# 04_data_analysis_visualization.ipynb

Welcome to Step 4! In this notebook, we will learn to analyze and visualize data using the powerful **pandas** library and **matplotlib**.

This will prepare your AI to work with real-world data, extract insights, and present results visually.

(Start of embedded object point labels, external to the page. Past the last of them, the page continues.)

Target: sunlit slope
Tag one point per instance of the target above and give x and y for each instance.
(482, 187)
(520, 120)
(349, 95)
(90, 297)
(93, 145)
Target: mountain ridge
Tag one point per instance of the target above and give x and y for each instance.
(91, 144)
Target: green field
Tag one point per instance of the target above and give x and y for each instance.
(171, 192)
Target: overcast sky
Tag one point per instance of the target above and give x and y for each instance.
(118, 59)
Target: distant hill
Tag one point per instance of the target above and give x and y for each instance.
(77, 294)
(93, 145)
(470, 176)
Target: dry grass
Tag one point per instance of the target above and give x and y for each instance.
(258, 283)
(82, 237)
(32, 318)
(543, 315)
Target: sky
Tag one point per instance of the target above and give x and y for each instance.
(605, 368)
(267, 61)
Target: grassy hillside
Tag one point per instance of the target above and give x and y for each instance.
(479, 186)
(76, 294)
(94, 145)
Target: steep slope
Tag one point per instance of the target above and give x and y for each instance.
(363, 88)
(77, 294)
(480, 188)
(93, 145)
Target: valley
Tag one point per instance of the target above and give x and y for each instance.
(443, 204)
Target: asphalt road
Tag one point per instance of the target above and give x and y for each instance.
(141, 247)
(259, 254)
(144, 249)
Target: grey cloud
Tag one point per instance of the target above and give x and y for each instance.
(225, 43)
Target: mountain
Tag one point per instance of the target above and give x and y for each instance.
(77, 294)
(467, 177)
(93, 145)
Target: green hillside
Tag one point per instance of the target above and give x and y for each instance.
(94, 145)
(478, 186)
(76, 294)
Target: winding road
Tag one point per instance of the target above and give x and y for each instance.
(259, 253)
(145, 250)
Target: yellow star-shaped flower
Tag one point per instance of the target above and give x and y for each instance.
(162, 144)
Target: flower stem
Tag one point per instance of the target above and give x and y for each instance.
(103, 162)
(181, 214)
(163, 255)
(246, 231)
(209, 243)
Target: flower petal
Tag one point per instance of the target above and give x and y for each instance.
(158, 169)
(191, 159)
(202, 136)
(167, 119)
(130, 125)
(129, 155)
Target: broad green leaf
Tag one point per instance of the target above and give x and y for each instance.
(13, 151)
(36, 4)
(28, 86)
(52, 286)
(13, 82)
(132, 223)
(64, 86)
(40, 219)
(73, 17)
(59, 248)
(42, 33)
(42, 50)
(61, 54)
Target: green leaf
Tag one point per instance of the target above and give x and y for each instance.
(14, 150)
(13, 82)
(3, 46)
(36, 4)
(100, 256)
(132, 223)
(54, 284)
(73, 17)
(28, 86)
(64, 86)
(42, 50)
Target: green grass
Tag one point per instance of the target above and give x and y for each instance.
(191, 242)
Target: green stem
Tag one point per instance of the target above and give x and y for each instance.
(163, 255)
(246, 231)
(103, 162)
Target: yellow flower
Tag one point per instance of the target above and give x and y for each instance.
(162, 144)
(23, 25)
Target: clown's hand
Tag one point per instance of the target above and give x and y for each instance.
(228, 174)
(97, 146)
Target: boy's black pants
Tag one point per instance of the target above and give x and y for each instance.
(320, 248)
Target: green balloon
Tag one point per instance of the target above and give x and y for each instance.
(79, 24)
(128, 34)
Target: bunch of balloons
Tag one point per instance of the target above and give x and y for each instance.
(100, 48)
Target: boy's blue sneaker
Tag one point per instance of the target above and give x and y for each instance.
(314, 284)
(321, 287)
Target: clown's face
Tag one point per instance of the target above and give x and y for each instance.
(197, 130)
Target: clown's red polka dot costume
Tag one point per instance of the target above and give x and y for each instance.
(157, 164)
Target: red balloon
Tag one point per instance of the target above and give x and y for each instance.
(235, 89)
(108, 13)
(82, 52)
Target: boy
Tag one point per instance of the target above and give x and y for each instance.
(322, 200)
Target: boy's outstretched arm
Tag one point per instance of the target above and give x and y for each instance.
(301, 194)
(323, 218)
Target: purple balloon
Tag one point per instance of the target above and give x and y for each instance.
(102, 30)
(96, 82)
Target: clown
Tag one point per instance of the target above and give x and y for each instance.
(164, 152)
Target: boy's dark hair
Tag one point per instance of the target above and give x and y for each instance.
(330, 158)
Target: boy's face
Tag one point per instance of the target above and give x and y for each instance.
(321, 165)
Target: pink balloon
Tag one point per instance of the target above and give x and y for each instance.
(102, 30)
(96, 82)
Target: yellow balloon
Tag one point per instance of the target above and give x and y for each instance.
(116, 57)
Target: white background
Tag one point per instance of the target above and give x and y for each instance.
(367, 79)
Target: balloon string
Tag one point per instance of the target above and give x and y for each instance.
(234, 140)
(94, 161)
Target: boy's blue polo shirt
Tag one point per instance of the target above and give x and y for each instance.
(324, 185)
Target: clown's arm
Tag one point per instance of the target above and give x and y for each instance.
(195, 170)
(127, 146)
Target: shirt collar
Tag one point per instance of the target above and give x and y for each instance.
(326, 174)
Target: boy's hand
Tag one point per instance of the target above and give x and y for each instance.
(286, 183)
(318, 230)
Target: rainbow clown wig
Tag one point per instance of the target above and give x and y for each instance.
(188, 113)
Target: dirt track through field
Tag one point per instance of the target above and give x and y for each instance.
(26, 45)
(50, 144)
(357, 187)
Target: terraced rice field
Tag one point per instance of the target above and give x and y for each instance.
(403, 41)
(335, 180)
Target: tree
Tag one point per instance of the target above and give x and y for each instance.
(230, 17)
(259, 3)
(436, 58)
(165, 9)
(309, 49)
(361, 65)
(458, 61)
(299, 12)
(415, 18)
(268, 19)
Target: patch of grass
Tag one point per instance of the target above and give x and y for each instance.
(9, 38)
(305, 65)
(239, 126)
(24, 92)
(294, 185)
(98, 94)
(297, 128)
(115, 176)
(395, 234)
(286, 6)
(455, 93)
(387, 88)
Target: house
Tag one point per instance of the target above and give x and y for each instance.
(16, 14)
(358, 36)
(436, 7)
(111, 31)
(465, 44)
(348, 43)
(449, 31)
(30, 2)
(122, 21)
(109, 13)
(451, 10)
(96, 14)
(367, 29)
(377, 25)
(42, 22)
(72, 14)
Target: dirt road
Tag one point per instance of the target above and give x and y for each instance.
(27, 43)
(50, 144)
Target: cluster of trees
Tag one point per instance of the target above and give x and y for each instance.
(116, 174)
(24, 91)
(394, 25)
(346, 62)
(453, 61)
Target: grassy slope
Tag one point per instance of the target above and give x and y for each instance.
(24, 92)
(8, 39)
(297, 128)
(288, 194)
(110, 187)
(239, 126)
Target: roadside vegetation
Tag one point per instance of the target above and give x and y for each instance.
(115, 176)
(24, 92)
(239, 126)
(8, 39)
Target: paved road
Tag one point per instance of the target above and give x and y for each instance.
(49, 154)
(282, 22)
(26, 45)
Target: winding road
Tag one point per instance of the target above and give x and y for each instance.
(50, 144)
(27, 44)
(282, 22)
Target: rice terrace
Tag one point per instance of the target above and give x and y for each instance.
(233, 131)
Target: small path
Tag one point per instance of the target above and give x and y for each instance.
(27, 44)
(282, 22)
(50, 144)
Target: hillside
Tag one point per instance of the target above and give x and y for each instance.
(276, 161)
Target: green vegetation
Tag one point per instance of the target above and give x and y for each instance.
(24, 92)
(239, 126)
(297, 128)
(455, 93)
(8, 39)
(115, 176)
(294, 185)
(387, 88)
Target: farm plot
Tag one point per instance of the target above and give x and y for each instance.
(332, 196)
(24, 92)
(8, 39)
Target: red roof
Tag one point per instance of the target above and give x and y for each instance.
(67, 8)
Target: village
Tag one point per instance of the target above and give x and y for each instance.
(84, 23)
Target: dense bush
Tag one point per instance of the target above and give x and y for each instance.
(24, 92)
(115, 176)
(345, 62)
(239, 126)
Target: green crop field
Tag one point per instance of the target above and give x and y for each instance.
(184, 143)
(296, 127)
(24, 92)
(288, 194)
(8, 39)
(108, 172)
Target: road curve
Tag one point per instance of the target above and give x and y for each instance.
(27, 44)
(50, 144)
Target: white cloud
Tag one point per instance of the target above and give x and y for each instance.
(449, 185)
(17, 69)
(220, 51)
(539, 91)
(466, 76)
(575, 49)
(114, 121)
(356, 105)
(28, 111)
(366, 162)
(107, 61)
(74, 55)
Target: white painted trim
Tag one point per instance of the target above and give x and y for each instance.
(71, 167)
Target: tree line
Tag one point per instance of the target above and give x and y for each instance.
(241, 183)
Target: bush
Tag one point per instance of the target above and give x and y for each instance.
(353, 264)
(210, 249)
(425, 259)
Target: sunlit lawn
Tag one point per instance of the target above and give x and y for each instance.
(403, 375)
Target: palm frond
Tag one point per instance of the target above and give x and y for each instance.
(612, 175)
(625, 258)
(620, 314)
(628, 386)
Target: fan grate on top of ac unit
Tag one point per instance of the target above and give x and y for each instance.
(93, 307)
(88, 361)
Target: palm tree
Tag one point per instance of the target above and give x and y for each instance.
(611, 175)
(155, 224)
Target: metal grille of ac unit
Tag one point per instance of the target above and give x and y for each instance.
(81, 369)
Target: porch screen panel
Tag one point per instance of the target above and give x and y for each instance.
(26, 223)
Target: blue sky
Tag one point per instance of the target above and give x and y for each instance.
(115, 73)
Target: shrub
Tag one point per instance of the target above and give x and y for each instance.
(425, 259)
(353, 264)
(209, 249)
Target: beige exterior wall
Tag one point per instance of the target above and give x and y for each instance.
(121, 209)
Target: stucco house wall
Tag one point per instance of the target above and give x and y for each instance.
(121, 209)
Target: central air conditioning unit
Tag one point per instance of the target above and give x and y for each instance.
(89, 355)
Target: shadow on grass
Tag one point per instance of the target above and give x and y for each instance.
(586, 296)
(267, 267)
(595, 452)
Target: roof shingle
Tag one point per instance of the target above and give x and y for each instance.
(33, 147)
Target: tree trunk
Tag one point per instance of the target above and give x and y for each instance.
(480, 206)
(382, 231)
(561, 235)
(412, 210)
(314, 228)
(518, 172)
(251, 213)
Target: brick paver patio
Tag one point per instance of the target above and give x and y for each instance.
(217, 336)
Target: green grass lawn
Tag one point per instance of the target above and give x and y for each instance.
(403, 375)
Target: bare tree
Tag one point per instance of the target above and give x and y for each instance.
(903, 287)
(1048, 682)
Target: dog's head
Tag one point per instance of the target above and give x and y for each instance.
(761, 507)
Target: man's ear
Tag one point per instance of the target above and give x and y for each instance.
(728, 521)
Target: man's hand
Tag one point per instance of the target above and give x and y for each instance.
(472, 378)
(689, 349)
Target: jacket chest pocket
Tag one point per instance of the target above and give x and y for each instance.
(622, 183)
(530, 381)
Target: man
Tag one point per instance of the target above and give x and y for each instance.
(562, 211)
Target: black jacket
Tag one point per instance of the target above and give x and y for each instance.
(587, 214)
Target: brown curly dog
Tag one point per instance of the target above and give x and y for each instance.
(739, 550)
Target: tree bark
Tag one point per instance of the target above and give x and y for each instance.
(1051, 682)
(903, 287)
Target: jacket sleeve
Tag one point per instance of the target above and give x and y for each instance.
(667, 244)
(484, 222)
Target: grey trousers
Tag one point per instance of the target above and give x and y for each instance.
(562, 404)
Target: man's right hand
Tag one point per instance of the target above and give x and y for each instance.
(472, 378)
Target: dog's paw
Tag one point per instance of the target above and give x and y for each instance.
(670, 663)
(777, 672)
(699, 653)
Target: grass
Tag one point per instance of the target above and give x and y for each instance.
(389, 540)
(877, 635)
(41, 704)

## Installing required packages

First, make sure pandas and matplotlib are installed:

```bash
!pip install pandas matplotlib
```

Run this cell if you haven't installed them yet.

In [None]:
!pip install pandas matplotlib

## Importing libraries

Import pandas for data analysis and matplotlib.pyplot for plotting.

In [None]:
import pandas as pd
import matplotlib.pyplot as plt

## Loading CSV data into a DataFrame

Use the CSV file from the previous step or any CSV file you have.

In [None]:
# Loading people.csv from step 3
df = pd.read_csv('people.csv')
df

## Basic data exploration

- View top rows
- Get summary statistics
- Check data types

In [None]:
print(df.head())  # First 5 rows
print(df.describe())  # Summary statistics
print(df.dtypes)  # Data types

## Filtering data

Get rows where Age > 28

In [None]:
filtered = df[df['Age'] > 28]
filtered

## Simple plotting

Plot Age distribution as a bar chart.

In [None]:
plt.bar(df['Name'], df['Age'])
plt.title('Age Distribution')
plt.xlabel('Name')
plt.ylabel('Age')
plt.show()

## Exercise for your AI lab partner

1. Load a CSV file with numerical and categorical data.
2. Calculate mean, median, and standard deviation for numeric columns.
3. Filter data based on conditions (e.g., Role == 'Engineer').
4. Create at least two types of plots (bar chart, line chart, scatter plot).
5. Save a plot as an image file.

Practice data wrangling and visualization interactively.

## Summary

- Pandas simplifies tabular data manipulation.
- Matplotlib enables powerful visualizations.
- Combining them prepares your AI for insightful data work.

Next, we can explore databases, web scraping, or automation!